The Massachusetts Medical Society wishes to be recorded in
strong support of House 605.
Massachusetts is engaged in serious efforts to create and
foster improved delivery models for care. Accountable Care Organizations
(ACO’s) are growing in Massachusetts but not yet reaching their anticipated
goals. This legislation would facilitate the formation of ACO’s by extending
the same statutory framework for peer review which currently exists in
hospitals to new entities such as ACO’s. If health care providers are to
improve care for patients they must establish vigorous systems for reviewing
the care that is being delivered, regardless of the setting.
Section one of this bill would extend peer review coverage
to all sites and professional organizations in which it takes place.

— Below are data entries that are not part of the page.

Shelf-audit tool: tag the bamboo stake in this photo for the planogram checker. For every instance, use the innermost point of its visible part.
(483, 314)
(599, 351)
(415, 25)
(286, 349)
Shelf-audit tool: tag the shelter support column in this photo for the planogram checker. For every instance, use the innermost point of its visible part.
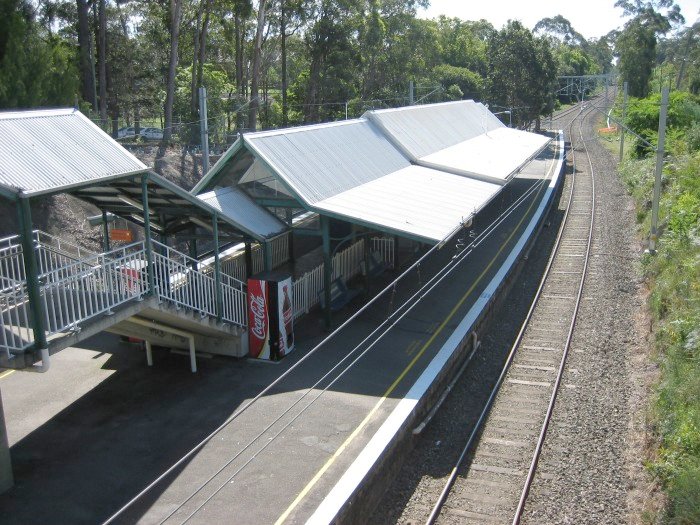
(105, 232)
(267, 256)
(217, 270)
(396, 253)
(32, 273)
(6, 478)
(327, 269)
(147, 235)
(367, 244)
(248, 259)
(290, 238)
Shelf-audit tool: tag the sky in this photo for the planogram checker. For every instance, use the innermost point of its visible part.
(591, 18)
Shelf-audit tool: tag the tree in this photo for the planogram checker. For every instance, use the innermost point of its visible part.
(36, 67)
(636, 44)
(522, 72)
(255, 74)
(87, 56)
(559, 29)
(174, 27)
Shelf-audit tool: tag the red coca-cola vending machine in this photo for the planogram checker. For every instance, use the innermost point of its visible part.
(270, 316)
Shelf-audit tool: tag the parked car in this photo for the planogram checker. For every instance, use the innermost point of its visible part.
(152, 133)
(123, 133)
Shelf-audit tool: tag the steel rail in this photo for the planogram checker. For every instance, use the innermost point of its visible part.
(550, 408)
(442, 498)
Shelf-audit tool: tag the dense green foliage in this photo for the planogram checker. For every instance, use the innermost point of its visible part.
(683, 115)
(674, 278)
(274, 62)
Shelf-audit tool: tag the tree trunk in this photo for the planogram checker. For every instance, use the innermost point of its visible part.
(195, 57)
(255, 74)
(84, 43)
(283, 49)
(102, 61)
(175, 12)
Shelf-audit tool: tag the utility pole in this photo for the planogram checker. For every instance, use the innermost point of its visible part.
(622, 127)
(204, 129)
(653, 236)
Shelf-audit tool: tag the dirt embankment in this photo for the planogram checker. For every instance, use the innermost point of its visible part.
(66, 217)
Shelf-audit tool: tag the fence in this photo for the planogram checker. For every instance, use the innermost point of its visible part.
(179, 282)
(346, 265)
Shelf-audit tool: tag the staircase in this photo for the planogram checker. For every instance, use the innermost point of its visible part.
(151, 292)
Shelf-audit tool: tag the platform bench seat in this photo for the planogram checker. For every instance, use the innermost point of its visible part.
(340, 295)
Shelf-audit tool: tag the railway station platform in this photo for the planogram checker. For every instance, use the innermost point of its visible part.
(315, 446)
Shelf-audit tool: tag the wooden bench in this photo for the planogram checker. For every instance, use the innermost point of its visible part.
(340, 295)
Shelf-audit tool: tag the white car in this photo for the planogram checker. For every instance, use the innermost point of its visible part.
(122, 133)
(152, 133)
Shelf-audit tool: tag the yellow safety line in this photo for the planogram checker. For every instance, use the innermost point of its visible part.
(405, 371)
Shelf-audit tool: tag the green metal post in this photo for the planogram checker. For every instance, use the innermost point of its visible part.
(217, 271)
(327, 269)
(396, 253)
(147, 234)
(6, 478)
(248, 259)
(193, 251)
(367, 245)
(290, 240)
(622, 123)
(32, 272)
(105, 232)
(267, 256)
(654, 234)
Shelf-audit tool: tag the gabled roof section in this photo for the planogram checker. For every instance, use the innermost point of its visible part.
(237, 207)
(421, 130)
(50, 151)
(416, 202)
(461, 137)
(317, 162)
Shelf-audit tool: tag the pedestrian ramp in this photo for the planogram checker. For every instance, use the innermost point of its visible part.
(152, 292)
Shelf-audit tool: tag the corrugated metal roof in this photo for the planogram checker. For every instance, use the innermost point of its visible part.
(49, 150)
(318, 162)
(417, 201)
(242, 210)
(493, 156)
(421, 130)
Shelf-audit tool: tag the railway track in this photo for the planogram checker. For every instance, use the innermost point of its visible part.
(514, 422)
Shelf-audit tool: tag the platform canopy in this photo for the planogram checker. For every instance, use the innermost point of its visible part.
(461, 137)
(357, 170)
(47, 152)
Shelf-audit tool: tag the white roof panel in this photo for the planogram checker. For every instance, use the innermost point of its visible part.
(421, 130)
(419, 201)
(52, 149)
(320, 161)
(244, 212)
(493, 156)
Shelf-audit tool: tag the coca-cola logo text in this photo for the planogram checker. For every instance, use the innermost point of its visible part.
(257, 308)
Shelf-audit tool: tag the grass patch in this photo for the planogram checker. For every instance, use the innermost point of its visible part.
(674, 278)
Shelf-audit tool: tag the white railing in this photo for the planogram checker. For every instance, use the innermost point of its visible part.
(234, 264)
(384, 246)
(14, 312)
(305, 291)
(84, 289)
(346, 265)
(178, 280)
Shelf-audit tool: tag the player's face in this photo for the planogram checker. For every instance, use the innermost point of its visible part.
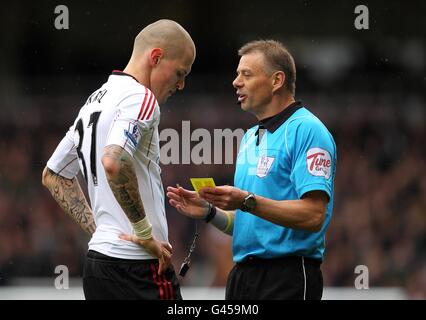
(253, 84)
(170, 75)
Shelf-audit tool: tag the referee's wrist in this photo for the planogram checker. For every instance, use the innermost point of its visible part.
(210, 214)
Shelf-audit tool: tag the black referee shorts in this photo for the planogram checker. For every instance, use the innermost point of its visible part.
(286, 278)
(109, 278)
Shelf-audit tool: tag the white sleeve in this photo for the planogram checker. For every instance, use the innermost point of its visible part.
(64, 161)
(137, 114)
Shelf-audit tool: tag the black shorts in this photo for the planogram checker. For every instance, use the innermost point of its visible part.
(287, 278)
(110, 278)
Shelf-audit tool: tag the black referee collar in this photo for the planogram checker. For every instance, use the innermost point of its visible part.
(273, 123)
(121, 73)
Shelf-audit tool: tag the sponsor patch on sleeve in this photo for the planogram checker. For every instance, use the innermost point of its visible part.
(133, 134)
(318, 162)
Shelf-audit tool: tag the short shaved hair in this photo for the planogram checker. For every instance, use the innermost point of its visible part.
(166, 34)
(277, 58)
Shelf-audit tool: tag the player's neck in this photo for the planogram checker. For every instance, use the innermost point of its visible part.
(141, 77)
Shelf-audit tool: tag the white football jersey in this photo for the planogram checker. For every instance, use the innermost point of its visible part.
(122, 112)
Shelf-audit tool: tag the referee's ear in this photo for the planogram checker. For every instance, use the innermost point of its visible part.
(278, 81)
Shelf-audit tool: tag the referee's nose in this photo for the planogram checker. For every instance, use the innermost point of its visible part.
(237, 83)
(180, 84)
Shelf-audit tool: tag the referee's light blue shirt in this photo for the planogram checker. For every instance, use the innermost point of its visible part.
(296, 154)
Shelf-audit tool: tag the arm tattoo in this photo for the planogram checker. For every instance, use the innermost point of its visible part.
(124, 185)
(70, 197)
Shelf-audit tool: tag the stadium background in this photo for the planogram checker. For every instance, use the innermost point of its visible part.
(367, 86)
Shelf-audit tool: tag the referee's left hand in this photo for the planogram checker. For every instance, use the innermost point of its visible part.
(224, 197)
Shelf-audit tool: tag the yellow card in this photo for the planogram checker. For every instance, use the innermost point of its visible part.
(199, 183)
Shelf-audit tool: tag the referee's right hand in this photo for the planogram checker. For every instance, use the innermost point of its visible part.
(162, 250)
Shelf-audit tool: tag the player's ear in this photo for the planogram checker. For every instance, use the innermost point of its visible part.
(155, 56)
(278, 80)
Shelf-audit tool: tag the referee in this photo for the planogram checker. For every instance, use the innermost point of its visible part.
(282, 202)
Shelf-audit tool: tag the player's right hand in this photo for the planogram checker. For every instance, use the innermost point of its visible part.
(187, 202)
(162, 250)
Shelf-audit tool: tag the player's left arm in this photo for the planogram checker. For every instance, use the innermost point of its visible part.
(68, 194)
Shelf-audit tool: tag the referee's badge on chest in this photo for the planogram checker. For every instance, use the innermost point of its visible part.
(264, 165)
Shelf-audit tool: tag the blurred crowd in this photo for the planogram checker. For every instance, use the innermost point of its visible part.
(379, 217)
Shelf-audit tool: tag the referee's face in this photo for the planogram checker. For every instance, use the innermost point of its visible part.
(169, 76)
(253, 84)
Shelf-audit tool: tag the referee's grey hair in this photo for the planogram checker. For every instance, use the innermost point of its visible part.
(277, 58)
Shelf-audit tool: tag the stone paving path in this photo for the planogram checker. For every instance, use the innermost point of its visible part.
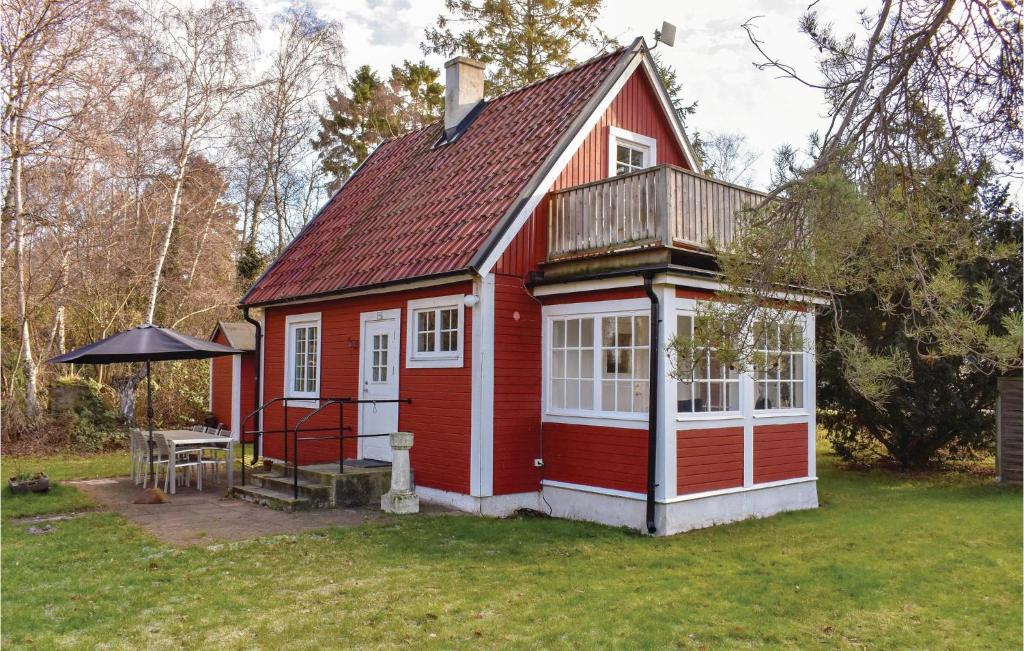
(192, 518)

Section two of this legislation would reduce health care
costs by eliminating the statutory four percent premium increase on interest
paid on liability claims against health care providers. In the current
environment, it is unfair to add a 4 percent or higher premium over and above
current interest rates to judgments.
Section three of the legislation addresses a decision of the
Supreme Judicial Court which allowed liability claims to be brought against
health care providers even in situations where the adverse outcome the patient
experienced was likely to have occurred regardless of the quality of the care
provided. This decision recognized the “loss of chance” doctrine in
Massachusetts. This doctrine allows plaintiffs to recover in cases where their
likelihood of a better outcome, regardless of the approach taken, was below
50%. This reinterpretation of causation
as any deviation from the best possible outcome is likely to increase defensive
medicine costs and impact decisions on standards of care and treatment
protocols in ACO’s. In addition it may
add to the costs of defending an increasing number of suits brought against
individual health care providers and newly forming accountable care
organizations. The loss of chance doctrine sets an unfair standard in judging
health care providers and should be legislatively reviewed for its impact on
costs and access.
Section 4 corrects a problem with a few cases in
Massachusetts in recent years. Some cases have been brought against providers
of liability coverage for failure to settle a claim prior to a judgment’s being
entered in the case. The statutes state that the triple damages applied if such
a suit is successful are a multiple of all underlying judgments in a case. So
in the case of a 3 million dollar verdict against a defendant, the coverage
provider, often a local self-insured hospital, would be subject to an
additional 30 million dollar award for defending the underlying case. Our
proposal would create a new way of determining the actual damages to a
plaintiff. If the court finds that a settlement was unfairly withheld, the
damages are triple the interest on that settlement or award rather than the
entire underlying award. Our proposed language is applied to the problematic
language in Chapter 93A and would have an impact on all cases brought under the
statute.
In combination, these three provisions will provide fair and
equitable reforms that will encourage the formation of new health care models
through the adoption of responsible improvements in the environment for health
care delivery.
The MMS urges your support for House 605.